A petroleira cobra intervenção da ANP para destravar o processo.
A HRT acusou a OGpar de está deliberadamente prejudicando a elaboração de um acordo de individualização da produção (AIP) entre Tubarão Martelo e Polvo, na Bacia de Campos. A petroleira pediu à ANP que arbitre a unitização e force a OGpar a interromper a produção de Tubarão Martelo até que o processo seja concluído.
Em comunicado ao mercado, a companhia criticou recentes declarações da OGpar que minimizaram a necessidade de unitização. Segundo a HRT, as afirmações são parte de uma estratégia para “desviar a atenção do mercado e de seus credores” e afirmou que a OGpar faz “exigências absurdas”, a fim de impedir o andamento do processo.

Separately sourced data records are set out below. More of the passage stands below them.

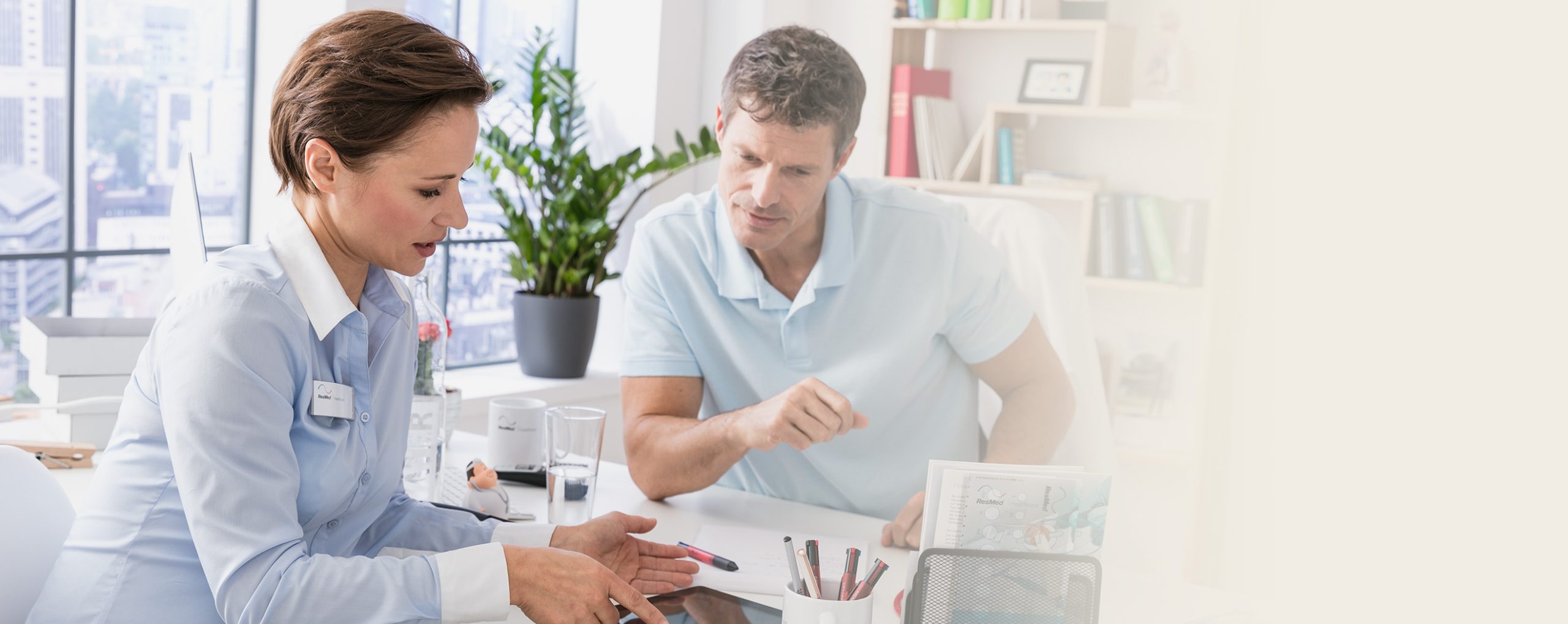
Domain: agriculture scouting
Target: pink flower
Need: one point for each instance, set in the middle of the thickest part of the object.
(429, 331)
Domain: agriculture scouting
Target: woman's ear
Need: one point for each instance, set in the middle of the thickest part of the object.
(322, 165)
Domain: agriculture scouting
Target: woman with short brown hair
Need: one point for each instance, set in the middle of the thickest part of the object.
(255, 472)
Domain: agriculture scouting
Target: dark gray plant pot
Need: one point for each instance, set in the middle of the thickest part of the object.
(554, 334)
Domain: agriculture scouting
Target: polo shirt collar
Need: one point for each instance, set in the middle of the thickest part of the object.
(739, 276)
(312, 280)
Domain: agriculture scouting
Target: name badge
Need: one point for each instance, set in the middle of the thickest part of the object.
(333, 400)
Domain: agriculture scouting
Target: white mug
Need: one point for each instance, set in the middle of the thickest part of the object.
(516, 435)
(811, 611)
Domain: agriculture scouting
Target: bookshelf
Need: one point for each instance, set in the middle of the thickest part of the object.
(1139, 286)
(1175, 151)
(1048, 26)
(1133, 113)
(998, 190)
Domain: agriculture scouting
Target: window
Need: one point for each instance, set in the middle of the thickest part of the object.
(474, 281)
(83, 205)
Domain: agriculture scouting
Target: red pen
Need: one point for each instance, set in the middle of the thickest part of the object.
(709, 558)
(871, 581)
(814, 558)
(852, 562)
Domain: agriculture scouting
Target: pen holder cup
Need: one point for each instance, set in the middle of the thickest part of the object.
(810, 611)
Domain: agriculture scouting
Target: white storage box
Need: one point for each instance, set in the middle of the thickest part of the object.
(71, 388)
(74, 345)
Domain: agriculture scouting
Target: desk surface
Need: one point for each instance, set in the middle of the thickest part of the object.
(1126, 598)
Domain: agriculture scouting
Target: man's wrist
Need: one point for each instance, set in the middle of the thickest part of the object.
(729, 429)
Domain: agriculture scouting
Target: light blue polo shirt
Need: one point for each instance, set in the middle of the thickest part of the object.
(902, 298)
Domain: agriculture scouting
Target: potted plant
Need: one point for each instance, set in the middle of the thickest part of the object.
(559, 209)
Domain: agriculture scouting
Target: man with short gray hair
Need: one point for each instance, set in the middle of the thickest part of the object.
(788, 308)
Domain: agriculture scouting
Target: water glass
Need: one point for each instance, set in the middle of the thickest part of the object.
(576, 437)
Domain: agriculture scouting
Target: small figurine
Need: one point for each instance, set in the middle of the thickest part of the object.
(483, 491)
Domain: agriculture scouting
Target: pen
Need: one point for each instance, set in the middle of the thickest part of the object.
(794, 568)
(814, 558)
(871, 581)
(811, 588)
(852, 562)
(709, 558)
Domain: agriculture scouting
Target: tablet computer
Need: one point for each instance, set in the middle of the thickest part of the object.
(703, 606)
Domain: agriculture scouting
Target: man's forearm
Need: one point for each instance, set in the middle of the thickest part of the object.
(1032, 424)
(675, 455)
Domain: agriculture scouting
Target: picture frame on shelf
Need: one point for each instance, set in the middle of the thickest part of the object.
(1054, 82)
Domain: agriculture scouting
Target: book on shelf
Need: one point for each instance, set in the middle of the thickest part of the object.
(1084, 9)
(1004, 156)
(938, 137)
(1137, 250)
(1191, 234)
(910, 82)
(1158, 239)
(1012, 149)
(979, 10)
(1051, 179)
(1106, 244)
(952, 10)
(1148, 237)
(968, 168)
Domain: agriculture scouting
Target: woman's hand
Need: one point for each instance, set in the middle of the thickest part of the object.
(905, 530)
(562, 587)
(648, 566)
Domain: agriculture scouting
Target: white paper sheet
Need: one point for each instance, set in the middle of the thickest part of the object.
(761, 558)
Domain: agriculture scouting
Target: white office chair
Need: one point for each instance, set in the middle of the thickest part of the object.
(34, 525)
(1040, 258)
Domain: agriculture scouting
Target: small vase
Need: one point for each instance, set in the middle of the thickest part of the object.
(554, 334)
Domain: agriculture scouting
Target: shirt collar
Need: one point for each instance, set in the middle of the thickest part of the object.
(739, 278)
(317, 286)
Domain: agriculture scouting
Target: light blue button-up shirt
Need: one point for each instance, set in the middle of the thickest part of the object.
(902, 298)
(223, 499)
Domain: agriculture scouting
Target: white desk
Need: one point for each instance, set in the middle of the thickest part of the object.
(1128, 598)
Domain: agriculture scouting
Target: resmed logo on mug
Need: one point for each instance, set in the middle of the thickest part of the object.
(516, 440)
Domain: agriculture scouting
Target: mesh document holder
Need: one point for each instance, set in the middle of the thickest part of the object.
(987, 587)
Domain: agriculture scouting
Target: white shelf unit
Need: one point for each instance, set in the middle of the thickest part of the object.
(1110, 62)
(1161, 458)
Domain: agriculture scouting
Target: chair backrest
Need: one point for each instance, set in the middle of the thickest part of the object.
(992, 587)
(1045, 267)
(35, 516)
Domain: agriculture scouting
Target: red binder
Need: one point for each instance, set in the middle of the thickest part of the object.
(907, 83)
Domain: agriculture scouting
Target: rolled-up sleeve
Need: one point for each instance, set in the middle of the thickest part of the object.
(226, 388)
(985, 309)
(653, 340)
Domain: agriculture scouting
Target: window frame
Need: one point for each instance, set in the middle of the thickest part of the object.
(71, 253)
(449, 242)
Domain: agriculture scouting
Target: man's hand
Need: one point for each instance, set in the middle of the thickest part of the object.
(905, 530)
(562, 587)
(804, 415)
(648, 566)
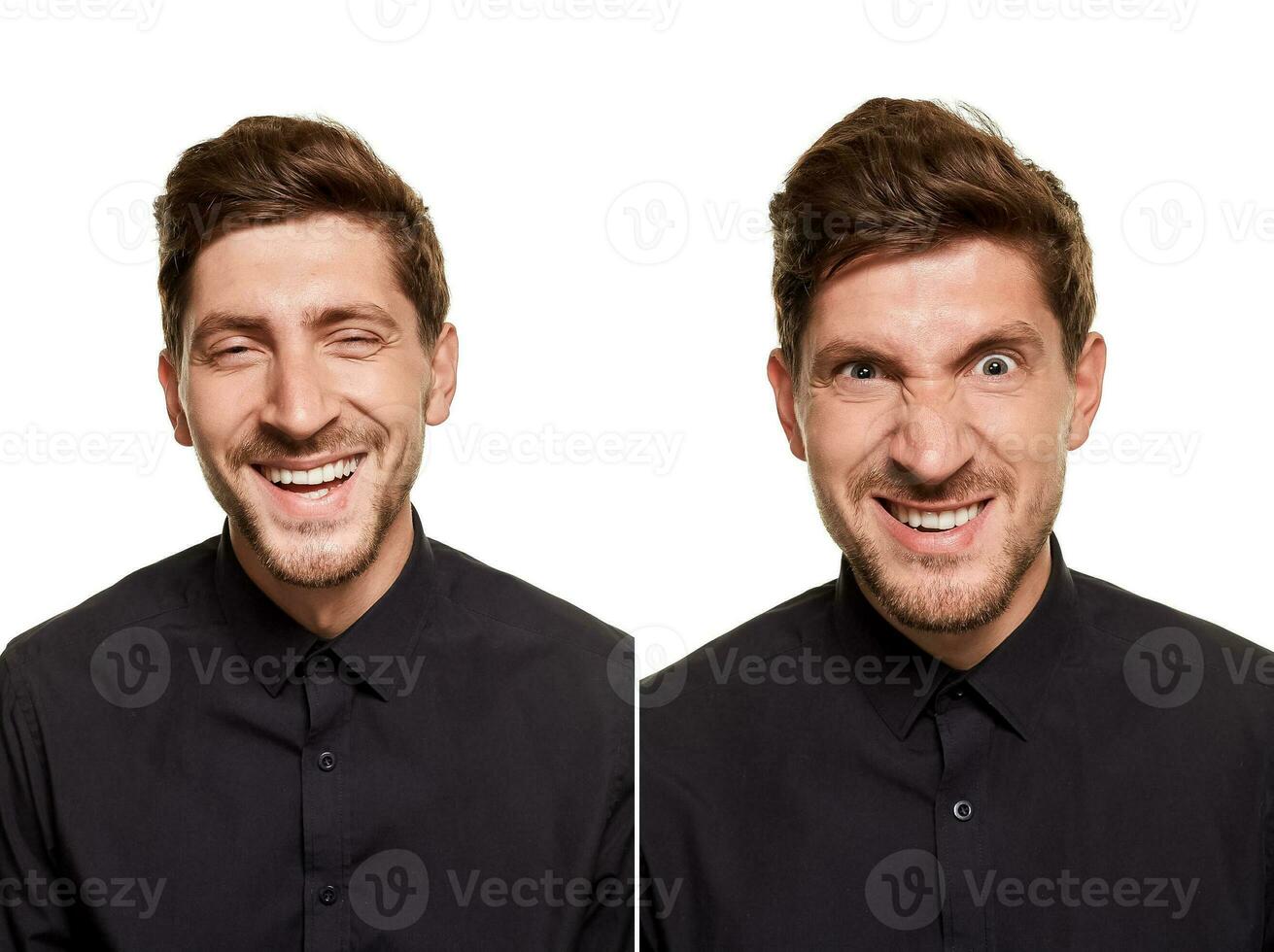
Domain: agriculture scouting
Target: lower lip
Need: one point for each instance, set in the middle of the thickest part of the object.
(954, 540)
(298, 505)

O plano de desenvolvimento de Tubarão Martelo, aprovado em 2013, prevê a formalização de um AIP com a HRT até 31 de dezembro deste ano.
No início deste mês, a OGpar confirmou à Brasil Energia Petróleo & Gás planos de estudar a unitização das áreas em 2015, fora do prazo estipulado no plano de desenvolvimento, e que as análises preliminares indicam uma interseção de 2% do reservatório de Tubarão Martelo no ring fence de Polvo.

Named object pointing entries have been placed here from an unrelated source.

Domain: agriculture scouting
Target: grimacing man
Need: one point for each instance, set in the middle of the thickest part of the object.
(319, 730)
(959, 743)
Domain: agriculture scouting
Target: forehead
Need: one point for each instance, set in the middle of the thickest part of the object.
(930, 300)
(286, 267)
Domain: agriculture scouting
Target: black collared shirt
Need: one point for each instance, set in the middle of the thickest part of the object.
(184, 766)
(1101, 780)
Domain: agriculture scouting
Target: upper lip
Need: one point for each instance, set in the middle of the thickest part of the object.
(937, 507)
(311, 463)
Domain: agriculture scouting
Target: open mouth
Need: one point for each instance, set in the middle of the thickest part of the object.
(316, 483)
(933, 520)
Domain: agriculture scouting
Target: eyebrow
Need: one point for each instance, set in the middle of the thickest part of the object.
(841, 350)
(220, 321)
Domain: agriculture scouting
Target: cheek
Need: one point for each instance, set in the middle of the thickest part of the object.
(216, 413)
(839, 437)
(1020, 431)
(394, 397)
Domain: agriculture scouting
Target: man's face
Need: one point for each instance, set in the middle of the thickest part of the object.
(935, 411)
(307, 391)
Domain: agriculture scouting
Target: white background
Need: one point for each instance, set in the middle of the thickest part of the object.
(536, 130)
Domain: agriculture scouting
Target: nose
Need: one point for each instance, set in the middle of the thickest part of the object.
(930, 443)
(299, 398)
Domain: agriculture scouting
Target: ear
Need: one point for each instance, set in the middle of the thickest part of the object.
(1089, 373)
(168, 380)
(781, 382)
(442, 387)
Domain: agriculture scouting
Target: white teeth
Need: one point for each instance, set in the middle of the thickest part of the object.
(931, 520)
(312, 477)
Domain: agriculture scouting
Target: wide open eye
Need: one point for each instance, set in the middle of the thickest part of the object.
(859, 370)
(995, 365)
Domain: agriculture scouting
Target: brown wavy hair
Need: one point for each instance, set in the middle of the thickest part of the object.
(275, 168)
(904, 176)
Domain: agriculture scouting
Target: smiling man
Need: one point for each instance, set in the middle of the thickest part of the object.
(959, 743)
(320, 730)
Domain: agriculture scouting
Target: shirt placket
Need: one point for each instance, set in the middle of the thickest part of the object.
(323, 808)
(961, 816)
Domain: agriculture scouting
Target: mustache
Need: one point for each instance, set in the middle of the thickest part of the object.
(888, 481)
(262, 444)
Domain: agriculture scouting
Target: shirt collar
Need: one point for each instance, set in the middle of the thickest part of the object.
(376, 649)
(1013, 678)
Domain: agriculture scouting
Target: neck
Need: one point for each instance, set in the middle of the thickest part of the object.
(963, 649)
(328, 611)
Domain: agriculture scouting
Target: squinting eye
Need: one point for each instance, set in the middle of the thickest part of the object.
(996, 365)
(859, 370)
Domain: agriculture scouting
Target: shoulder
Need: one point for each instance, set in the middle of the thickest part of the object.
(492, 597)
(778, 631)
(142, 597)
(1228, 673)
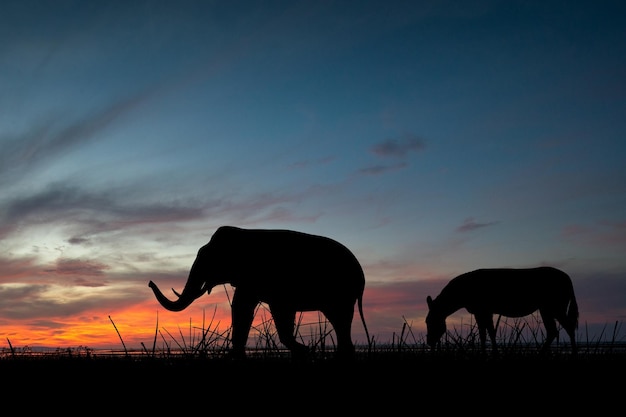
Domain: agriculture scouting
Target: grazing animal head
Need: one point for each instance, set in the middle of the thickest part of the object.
(435, 324)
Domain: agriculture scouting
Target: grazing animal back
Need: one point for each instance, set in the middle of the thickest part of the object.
(509, 292)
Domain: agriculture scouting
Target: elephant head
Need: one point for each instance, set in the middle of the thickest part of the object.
(289, 271)
(195, 287)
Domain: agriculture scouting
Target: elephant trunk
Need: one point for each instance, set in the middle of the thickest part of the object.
(184, 300)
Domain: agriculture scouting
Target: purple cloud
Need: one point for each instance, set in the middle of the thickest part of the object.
(469, 224)
(398, 147)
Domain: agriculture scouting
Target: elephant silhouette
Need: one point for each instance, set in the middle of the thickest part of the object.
(289, 271)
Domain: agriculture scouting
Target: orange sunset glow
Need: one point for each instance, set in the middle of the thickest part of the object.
(429, 138)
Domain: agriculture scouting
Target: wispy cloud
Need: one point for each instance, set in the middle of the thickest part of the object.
(470, 224)
(398, 147)
(50, 137)
(382, 169)
(393, 148)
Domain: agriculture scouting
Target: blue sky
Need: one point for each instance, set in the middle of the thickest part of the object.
(431, 138)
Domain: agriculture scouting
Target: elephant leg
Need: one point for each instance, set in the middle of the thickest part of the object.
(341, 320)
(285, 322)
(243, 307)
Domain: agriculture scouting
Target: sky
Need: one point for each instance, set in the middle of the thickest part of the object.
(431, 138)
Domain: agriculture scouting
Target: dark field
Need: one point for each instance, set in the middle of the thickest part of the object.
(382, 382)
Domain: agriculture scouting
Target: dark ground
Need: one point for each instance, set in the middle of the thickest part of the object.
(379, 383)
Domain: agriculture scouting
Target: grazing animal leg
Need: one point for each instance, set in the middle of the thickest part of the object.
(485, 326)
(552, 332)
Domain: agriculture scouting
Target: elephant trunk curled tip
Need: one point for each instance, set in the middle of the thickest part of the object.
(183, 301)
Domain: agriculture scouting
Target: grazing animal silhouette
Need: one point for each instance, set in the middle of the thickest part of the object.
(508, 292)
(289, 271)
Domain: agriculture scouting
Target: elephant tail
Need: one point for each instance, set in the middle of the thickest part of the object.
(367, 334)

A justificativa da companhia é que a área de interseção dos ring fence somente será acessada com a perfuração do sétimo poço de produção de Tubarão Martelo, programado para o fim de 2015 ou início de 2016.
A HRT também acusa a OGpar de negar informações. “Até o presente momento, a HRT não recebeu os dados sísmicos e geológicos por parte da OGPar, que vem tentando, de várias formas, embaraçar a unitização”, afirmou a companhia em nota.
A HRT informou ainda que pediu à ANP acesso ao processo administrativo que contém os relatórios técnicos e o plano de desenvolvimento de Tubarão Martelo.
A OGpar não emitiu nenhum comentário sobre as alegações da HRT.